Parliamo del singolo “Gomma americana”, attualmente in rotazione radiofonica. Come nasce il brano e com’è stato l’incontro con La Rappresentante di Lista?
«Era lì da un po’ di anni. Poi, con La Rappresentante di Lista, a Palermo, abbiamo lavorato al brano, accelerato i BPM, trovato soluzioni nuove. Successivamente abbiamo completato tutto a casa, scrivendo anche il testo. È stato un processo più stratificato. Ma l’incontro con loro ha dato valore aggiunto. Collaborare, quando c’è stima e sinergia, ti fa uscire da te stesso e ti apre nuove strade. Il brano è giocoso, ma contiene quella domanda importante e ricorrente: “Quanto ci costa esistere?”».
Capitolo Sanremo: utopia o possibilità concreta? Maria Antonietta, tu all’Ariston ci sei già stata nel 2020 come ospite di Levante con Francesca Michielin. Ma in coppia, ci pensereste?
«Non siamo mai stati ideologici su certi temi. Se uno spazio ti permette di essere te stesso, allora vale la pena considerarlo. Se accadrà, bene. Se non accadrà, va benissimo lo stesso. Il nostro fuoco resta la musica. Quella deve essere la priorità. Se una canzone ci rappresenta davvero e ti senti a tuo agio, perché no? Poi, pare ci siano anche delle belle feste notturne a Sanremo… dicono».
La vostra “Luna di miele” ora si trasforma in tour. Dal 15 novembre sarete in giro per l’Italia. Come si svilupperanno i concerti? Inserirete anche brani dai vostri repertori solisti?
«Immagino una grande festa, come un ricevimento di nozze, ma con più energia alla fine che all’inizio. Una festa con chi è stato invitato e condivide con noi questo viaggio. Ci sarà anche una luna sul palco. E oltre alle canzoni del disco, ci saranno cover speciali e rivisitazioni di brani dai nostri percorsi solisti, magari scambiandoci le parti o reinterpretando cose scritte l’uno per l’altra. Sarà qualcosa di molto libero e di irripetibile».
Per concludere, cosa pensate di aver acquisito l’uno dall’altra durante questo progetto a quattro mani e a due voci?

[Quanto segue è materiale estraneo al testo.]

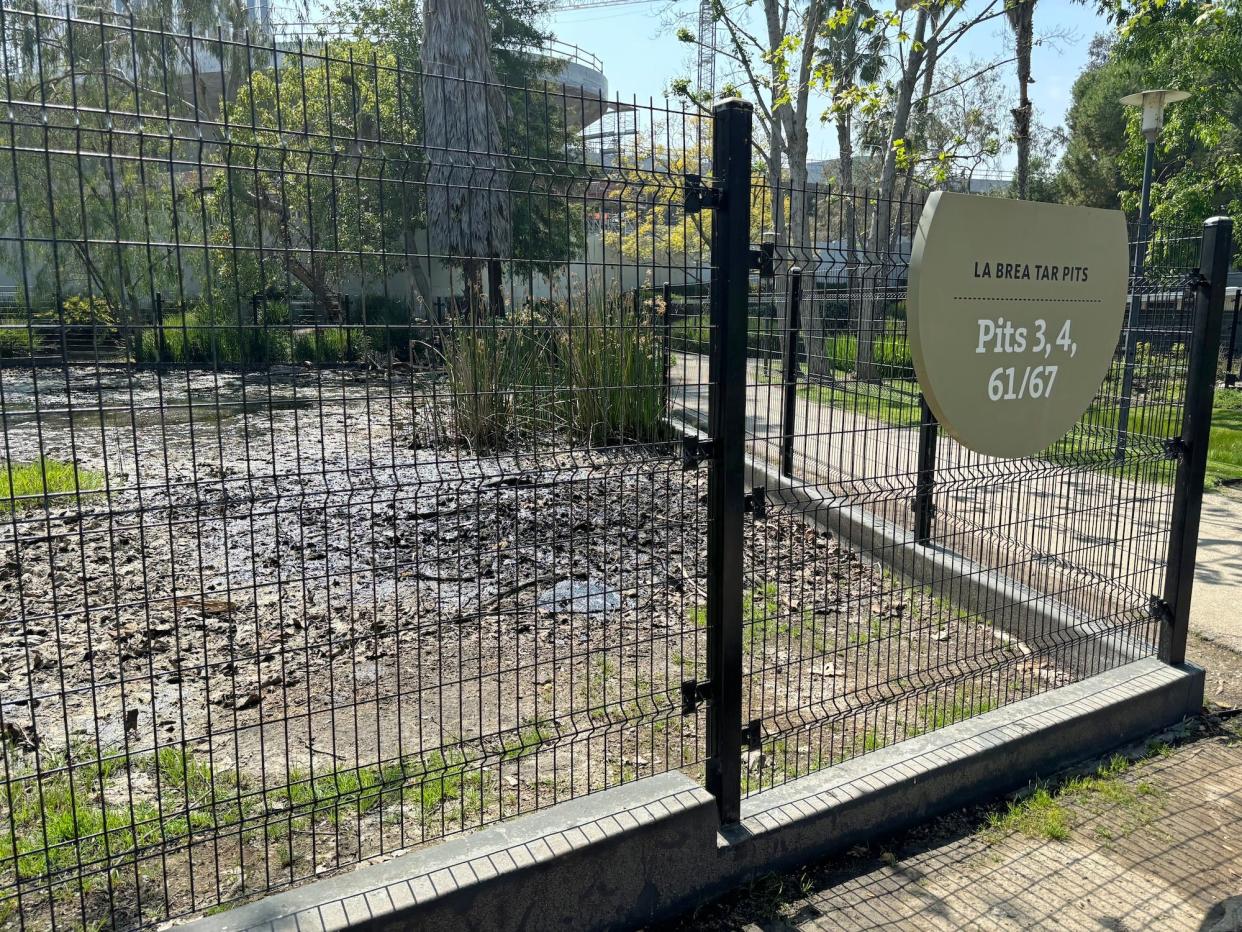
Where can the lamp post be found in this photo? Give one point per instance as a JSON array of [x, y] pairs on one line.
[[1153, 103]]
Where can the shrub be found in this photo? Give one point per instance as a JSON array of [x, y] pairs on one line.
[[388, 322], [15, 342], [213, 336], [326, 346]]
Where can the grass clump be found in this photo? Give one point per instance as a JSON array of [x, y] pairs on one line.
[[15, 342], [27, 485], [964, 705], [594, 372], [1040, 815], [1053, 813]]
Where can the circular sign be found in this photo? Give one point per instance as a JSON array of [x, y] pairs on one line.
[[1015, 310]]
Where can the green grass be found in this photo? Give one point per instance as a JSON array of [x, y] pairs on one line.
[[27, 485], [83, 812], [1225, 441], [594, 372], [959, 708], [1053, 813], [894, 403]]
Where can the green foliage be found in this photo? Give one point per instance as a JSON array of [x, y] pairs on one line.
[[1091, 169], [15, 342], [595, 370], [1189, 46], [328, 346], [216, 336], [29, 485]]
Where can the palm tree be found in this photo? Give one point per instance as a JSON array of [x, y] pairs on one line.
[[468, 211], [1021, 19]]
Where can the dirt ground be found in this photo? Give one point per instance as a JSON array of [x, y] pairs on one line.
[[1151, 839], [302, 626]]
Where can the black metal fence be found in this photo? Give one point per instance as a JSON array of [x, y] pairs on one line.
[[383, 457]]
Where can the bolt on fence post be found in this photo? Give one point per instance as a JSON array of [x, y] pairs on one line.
[[924, 486], [730, 287], [1230, 378], [1196, 420], [789, 370]]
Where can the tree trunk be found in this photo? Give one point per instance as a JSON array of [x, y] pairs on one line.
[[871, 324], [1021, 18], [468, 216]]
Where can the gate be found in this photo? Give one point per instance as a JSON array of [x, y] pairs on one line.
[[388, 454], [915, 583]]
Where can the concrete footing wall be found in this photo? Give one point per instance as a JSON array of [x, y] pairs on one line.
[[647, 850]]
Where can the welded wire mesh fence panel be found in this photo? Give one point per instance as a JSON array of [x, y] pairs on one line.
[[339, 510], [1035, 573]]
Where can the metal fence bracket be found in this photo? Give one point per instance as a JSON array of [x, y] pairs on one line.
[[699, 195], [694, 694]]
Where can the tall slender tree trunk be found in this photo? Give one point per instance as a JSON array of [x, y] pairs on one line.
[[873, 303], [1021, 16], [468, 216]]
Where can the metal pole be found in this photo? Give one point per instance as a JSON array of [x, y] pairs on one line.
[[730, 274], [789, 370], [667, 297], [1135, 310], [160, 349], [1196, 421], [1230, 378], [924, 487]]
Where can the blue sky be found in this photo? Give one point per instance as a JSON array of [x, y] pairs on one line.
[[641, 52]]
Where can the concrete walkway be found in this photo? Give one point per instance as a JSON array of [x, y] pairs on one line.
[[1155, 844], [1060, 531], [1216, 605]]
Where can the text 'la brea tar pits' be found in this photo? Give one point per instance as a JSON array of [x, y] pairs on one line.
[[1031, 271]]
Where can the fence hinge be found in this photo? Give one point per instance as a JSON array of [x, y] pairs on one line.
[[699, 194], [1176, 449], [756, 502], [1160, 609], [753, 735], [764, 259], [694, 694], [694, 450]]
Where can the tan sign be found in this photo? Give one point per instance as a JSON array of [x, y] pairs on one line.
[[1015, 310]]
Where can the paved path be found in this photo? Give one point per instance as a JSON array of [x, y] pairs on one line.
[[1158, 846], [1216, 605], [1057, 529]]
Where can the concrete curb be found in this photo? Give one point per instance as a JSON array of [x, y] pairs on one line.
[[651, 849], [1035, 618]]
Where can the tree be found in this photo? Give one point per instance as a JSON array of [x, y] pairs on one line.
[[468, 215], [853, 61], [317, 187], [1021, 19], [1091, 169], [91, 220], [1195, 47]]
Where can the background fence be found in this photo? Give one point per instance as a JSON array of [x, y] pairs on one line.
[[348, 496]]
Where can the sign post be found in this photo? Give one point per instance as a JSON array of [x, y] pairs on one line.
[[1015, 310]]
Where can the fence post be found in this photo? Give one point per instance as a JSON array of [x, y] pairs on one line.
[[730, 286], [789, 370], [1230, 378], [924, 486], [666, 296], [160, 353], [1174, 609]]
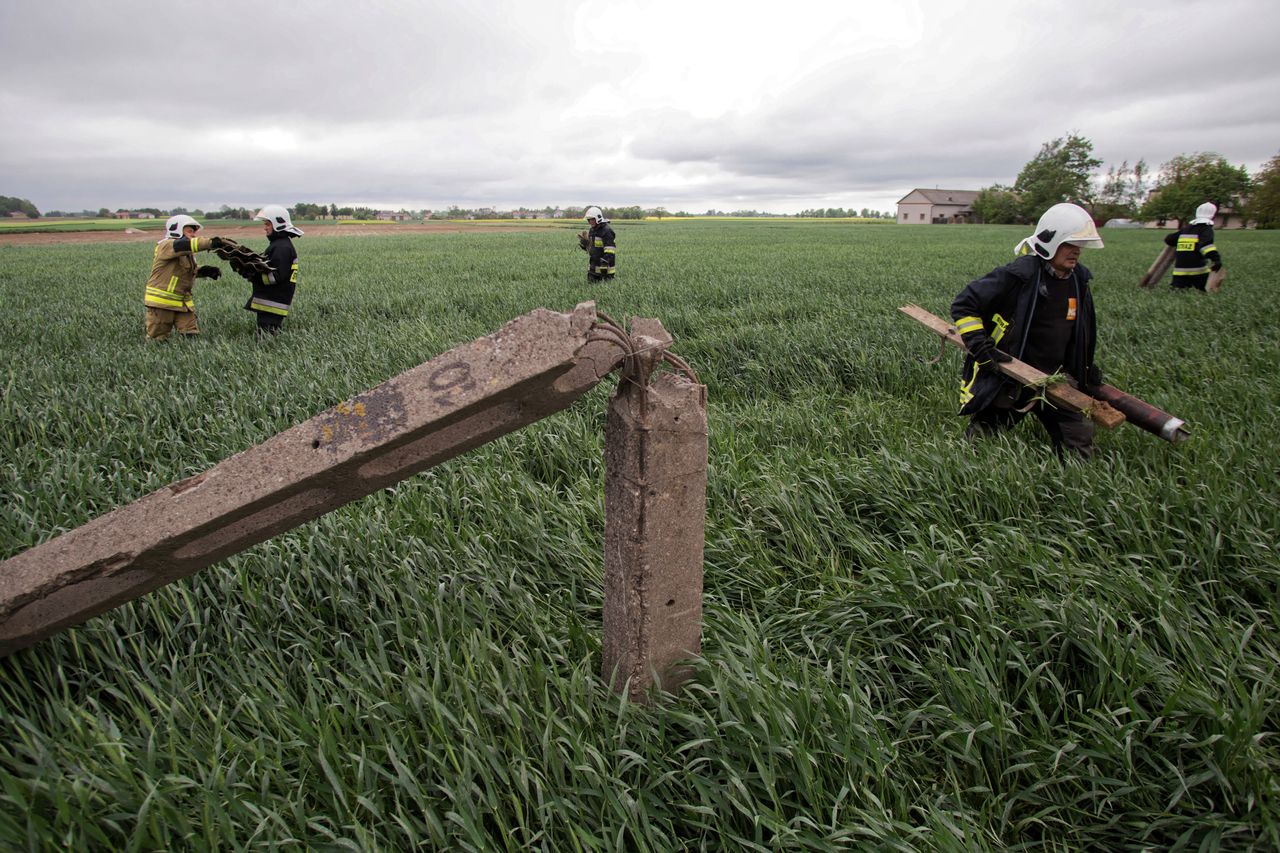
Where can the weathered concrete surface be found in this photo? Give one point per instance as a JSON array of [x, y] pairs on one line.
[[533, 366], [656, 509]]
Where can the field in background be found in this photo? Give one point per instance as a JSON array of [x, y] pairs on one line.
[[910, 641]]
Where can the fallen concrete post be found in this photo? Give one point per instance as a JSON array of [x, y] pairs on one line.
[[533, 366], [656, 509]]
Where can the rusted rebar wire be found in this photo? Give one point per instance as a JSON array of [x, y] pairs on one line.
[[611, 338], [681, 365]]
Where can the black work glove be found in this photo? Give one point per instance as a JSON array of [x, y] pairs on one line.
[[984, 350]]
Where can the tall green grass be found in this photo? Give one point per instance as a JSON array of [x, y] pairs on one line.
[[912, 642]]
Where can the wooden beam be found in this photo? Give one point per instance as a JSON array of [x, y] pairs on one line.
[[1061, 393], [1164, 260]]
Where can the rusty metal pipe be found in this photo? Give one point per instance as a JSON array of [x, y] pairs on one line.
[[1144, 415]]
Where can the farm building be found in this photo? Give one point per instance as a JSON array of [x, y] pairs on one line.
[[936, 206]]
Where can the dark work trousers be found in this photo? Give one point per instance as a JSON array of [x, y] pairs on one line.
[[1069, 429]]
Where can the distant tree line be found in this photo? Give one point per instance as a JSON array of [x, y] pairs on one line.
[[840, 213], [1065, 169]]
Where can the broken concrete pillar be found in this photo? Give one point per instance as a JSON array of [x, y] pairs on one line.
[[533, 366], [656, 509]]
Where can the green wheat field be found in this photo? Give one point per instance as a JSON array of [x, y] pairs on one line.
[[912, 642]]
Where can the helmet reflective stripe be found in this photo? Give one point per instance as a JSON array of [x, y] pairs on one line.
[[1205, 213], [176, 223], [279, 218], [1064, 223]]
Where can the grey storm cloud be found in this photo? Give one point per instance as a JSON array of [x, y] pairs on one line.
[[622, 101]]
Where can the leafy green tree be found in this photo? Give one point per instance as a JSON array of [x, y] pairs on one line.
[[997, 205], [1264, 206], [1063, 170], [1188, 181], [1121, 195]]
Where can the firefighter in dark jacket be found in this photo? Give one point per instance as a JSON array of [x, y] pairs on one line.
[[273, 292], [599, 243], [1196, 254], [168, 296], [1037, 309]]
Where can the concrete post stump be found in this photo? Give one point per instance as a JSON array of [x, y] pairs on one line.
[[656, 509]]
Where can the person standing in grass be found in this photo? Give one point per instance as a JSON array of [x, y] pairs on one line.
[[1037, 309], [1196, 254], [599, 243], [168, 296], [273, 292]]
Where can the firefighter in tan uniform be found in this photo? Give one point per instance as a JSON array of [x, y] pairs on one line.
[[173, 273]]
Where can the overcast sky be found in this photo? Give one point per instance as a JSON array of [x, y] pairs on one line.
[[688, 104]]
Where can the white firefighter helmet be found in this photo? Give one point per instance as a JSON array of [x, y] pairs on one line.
[[1205, 214], [177, 222], [279, 218], [1063, 223]]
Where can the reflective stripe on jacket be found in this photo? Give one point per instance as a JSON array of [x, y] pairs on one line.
[[1000, 306], [173, 273], [273, 293], [1194, 249], [602, 251]]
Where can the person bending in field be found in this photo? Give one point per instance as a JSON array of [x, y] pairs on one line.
[[1196, 254], [1037, 309], [273, 292], [598, 242], [168, 297]]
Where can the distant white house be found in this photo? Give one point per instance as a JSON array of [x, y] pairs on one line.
[[936, 206]]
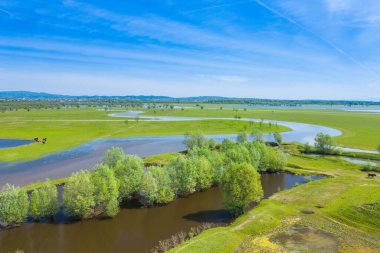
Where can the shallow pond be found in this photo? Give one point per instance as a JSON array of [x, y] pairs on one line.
[[360, 162], [134, 229], [62, 164], [9, 143]]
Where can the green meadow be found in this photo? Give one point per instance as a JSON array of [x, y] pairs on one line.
[[67, 128], [341, 211], [360, 129]]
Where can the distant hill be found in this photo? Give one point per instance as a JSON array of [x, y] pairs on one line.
[[28, 95], [43, 95]]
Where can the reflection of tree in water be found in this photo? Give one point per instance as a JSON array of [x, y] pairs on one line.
[[273, 182], [210, 216]]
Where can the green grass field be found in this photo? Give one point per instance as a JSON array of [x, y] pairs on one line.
[[346, 215], [67, 128], [360, 130]]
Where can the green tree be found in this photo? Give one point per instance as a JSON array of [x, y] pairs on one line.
[[277, 160], [164, 191], [238, 154], [242, 137], [205, 172], [212, 143], [112, 156], [324, 143], [106, 193], [240, 185], [307, 148], [277, 138], [148, 189], [196, 139], [257, 136], [129, 171], [13, 205], [227, 144], [78, 195], [44, 201], [183, 175]]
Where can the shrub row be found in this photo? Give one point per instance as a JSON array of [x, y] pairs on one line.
[[119, 177]]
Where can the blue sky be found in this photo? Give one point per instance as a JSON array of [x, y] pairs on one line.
[[287, 49]]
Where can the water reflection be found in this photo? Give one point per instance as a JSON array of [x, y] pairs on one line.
[[134, 229]]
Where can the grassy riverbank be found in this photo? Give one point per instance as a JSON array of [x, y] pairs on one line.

Maria Antonietta: «Io ho sicuramente imparato a uscire dal mio comfort vocale e ad aprirmi alla scrittura condivisa, che non amo particolarmente. Ma da Giovanni ho imparato che con meno ego e più visione le cose vengono meglio».
Colombre: «Letizia ha detto una cosa fondamentale. Collaborare con chi ami richiede mettere da parte l’ego. E se riesci a farlo, impari molto di più. Alla fine è come stare in famiglia: difficile, ma ti permette di esplorare territori più profondi e interessanti».